A (Marauder's) Map of your IT
The Marauder's Map was a magical document in the Harry Potter series. After waving one’s wand and saying, “I Solemnly Swear I am up to No Good”, the map would “unlock” to show everyone’s location, in realtime, at Hogwarts School. What if we could do the same for organizations’ IT footprints?
This is what I’m working on. Archodex is the first Platform Observability solution. It efficiently observes traffic between your services, including encrypted HTTPS API requests and responses, picking out the important details that enable automated documentation and deep introspection of your IT footprint.
Let’s imagine an engineer comes to you and says: “We need to rotate the staging sprockets DB credentials.” But now you need to know which services use those credentials to ensure you can rotate them safely. This map shows you that the Kubernetes sprockets service running in the default namespace accesses the stg/sprockets/db_creds secret in the vault.acme.com Hashicorp Vault service. Now you have the information you need to make sure your credential rotation can be done safely.2
Let’s imagine another scenario: A security engineer wants to understand more about who and what can access a secret. Here we see that the GitHub user @txase (me!) has read the prod DB secret in the vault. Let’s click the link to find out more details.

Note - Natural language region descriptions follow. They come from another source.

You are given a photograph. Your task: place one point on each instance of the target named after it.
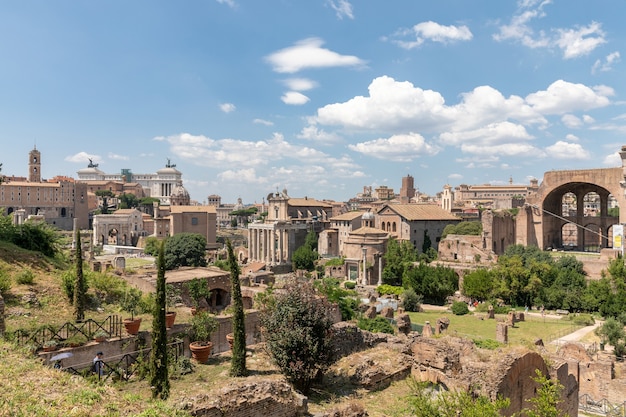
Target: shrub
(459, 308)
(387, 289)
(379, 324)
(25, 277)
(5, 281)
(487, 344)
(582, 319)
(411, 301)
(297, 328)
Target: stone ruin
(2, 324)
(454, 363)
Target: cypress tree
(159, 379)
(238, 362)
(80, 286)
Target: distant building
(284, 230)
(414, 222)
(160, 185)
(494, 196)
(59, 202)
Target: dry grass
(31, 389)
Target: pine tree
(159, 379)
(238, 362)
(80, 285)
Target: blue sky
(321, 97)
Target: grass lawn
(524, 333)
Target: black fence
(112, 326)
(123, 367)
(601, 407)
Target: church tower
(34, 165)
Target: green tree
(128, 201)
(80, 285)
(185, 249)
(159, 378)
(238, 361)
(424, 403)
(152, 245)
(478, 284)
(398, 258)
(345, 299)
(105, 195)
(297, 333)
(304, 258)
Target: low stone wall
(249, 398)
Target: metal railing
(601, 407)
(123, 367)
(112, 325)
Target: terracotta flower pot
(201, 351)
(170, 317)
(132, 325)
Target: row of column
(268, 245)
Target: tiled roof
(307, 202)
(351, 215)
(420, 212)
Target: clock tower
(34, 166)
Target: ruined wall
(249, 398)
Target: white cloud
(229, 3)
(294, 98)
(83, 157)
(613, 160)
(607, 65)
(567, 150)
(571, 121)
(227, 153)
(580, 42)
(263, 122)
(300, 84)
(312, 133)
(117, 157)
(563, 97)
(242, 176)
(493, 134)
(573, 42)
(342, 8)
(401, 148)
(308, 53)
(434, 32)
(227, 107)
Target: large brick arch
(513, 379)
(540, 223)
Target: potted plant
(172, 297)
(129, 304)
(203, 324)
(50, 345)
(100, 336)
(199, 293)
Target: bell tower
(34, 165)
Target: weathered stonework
(249, 398)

The image on the left above is show first, and the image on the right appears when we click “Show Event Chains”. The Event Chain details tell us: I, GitHub user @txase, Assumed myself (a GitHub Actions detail) to Invoke the workflow .github/workflows/deploy.yml in the txase/archodex-demo-sprockets repo, which Read the prod/sprockets/db_creds secret. Archodex provides a rich level of detail to help engineering organizations understand their IT footprint, including how resources and people interact.
More to Come
This is just a tease of Archodex. You can find out more about planned functionality at its website, and you can request early access if you need to solve painful problems today. Current plans are to make Archodex free for individual and team-sized usage, available for folks to download and run for free themselves, and offer it as a managed service. I’m polishing it up to share publicly, stay tuned!

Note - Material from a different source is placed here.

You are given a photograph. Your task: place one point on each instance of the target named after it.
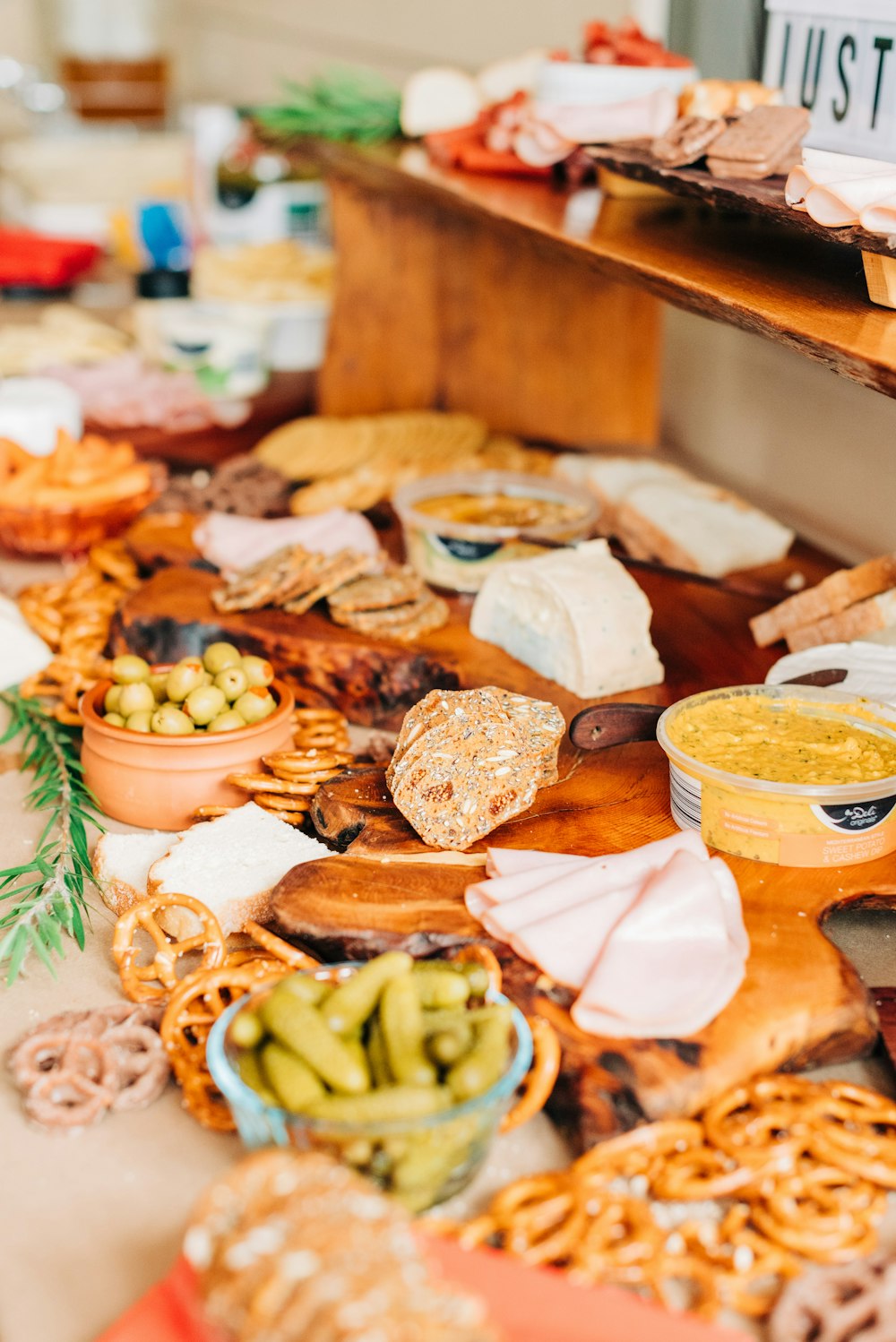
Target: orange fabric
(529, 1304)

I’m particularly proud of this launch. Even though we clearly marked the new features as “beta” functionality that should not be enabled on production sites, we had many customers click the button to do so. Services like Bitbucket (back then a substantial competitor of GitHub, even if its market share has diminished since) began sending our relatively large and deeply instrumenting JS agent to all their customers’ browsers. The agent and service worked flawlessly. In the first 6 months post-beta-launch we only had one issue to “fix”: Making sure that if we were used in combination with a different company’s browser instrumentation agent the site wouldn’t break due to a bug in the other company’s code.
I lie. This example actually does not give you all the info you need. There may be source repos with the DB credentials hardcoded within them. The secret may exist in multiple secret stores. Etc., etc. These will also be noted in Archodex system maps and records, but are not shown here in order to simplify the example scenario.